If you are planning for retirement income, you must have a retirement budget. This budget must show the income you will need in retirement, the expenses you will incur regularly, and an estimate of the assets necessary to generate that income. You build retirement assets slowly in your working life, which is part of the goals you set above. An example of such assets is a pension fund (annuity or a 401K) that can provide regular income to meet retirement expenses. Another is rental property.   

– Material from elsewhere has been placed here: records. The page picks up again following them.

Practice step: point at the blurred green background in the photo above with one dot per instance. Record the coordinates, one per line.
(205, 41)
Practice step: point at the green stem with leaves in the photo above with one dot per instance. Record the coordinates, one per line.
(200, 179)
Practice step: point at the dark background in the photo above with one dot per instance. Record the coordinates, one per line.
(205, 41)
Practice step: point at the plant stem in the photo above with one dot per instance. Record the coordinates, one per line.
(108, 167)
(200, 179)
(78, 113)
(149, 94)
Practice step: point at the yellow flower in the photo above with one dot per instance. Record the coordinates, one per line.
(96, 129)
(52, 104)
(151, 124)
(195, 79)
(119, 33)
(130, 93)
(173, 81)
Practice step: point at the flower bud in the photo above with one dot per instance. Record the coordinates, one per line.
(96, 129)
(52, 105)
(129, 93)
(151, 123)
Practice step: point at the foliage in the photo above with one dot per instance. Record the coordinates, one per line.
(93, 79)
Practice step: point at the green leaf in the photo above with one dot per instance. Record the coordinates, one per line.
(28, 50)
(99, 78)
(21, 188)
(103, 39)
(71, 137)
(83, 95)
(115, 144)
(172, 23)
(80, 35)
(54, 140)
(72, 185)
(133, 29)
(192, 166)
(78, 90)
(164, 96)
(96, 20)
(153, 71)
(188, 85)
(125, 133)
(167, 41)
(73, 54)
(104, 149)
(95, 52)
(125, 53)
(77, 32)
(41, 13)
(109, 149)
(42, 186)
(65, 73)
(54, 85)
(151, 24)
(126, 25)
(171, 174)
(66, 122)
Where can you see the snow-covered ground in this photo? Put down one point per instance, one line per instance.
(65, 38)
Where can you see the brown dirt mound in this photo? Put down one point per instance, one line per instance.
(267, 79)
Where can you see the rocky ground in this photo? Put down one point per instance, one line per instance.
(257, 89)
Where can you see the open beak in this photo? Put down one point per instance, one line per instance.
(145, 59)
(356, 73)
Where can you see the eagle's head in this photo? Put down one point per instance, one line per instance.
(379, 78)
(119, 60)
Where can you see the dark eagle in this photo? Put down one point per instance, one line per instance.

Choose investment opportunities

You save to accumulate cash to buy or meet significant ticket items like a car or school fees. You also save to build a nest for a more considerable investment. These aims require investment vehicles like interest-bearing bank deposits, stocks for dividends or capital gains, mutual funds, Exchange-Traded Funds (ETFs), etc. There are plentiful investment portfolios available to savers and investors. You must choose options that align with your liquidity, time horizons, return (ROI) and risk tolerance goals. It all depends on how much money you have, how much is needed, and when. It would help if you chose the appropriate investment opportunity centred on reasons such as your goals, age, risk appetite and the amount available for investment.

Implement the plan

Implementation involves making a plan (roadmap) containing initiatives, actions, and steps you must execute daily, weekly, monthly, and yearly to attain the goals. You need a spending budget with monthly income and expenses, including amounts set aside for saving and investing, reflecting what you plan to do to achieve aims. You must look at the actual outturns monthly, compare them with corresponding budget actions and amounts, and take corrective actions on deviations from the plan. You can revise the goals and the budget as circumstances change. You need to look at the retirement budget to ascertain whether the acquisition of retirement assets is on course or if it requires adjustments. 

Consult an expert

Making an effective personal financial plan can be a daunting task. If you are uncertain at any stage of personal financial planning, you can enlist the services of a financial advisor. Advisors are certified experts who assist savers and investors in making the correct investment selections. They also help with other matters such as insurance, retirement planning, estate planning and taxation, which are part of personal financial and retirement planning.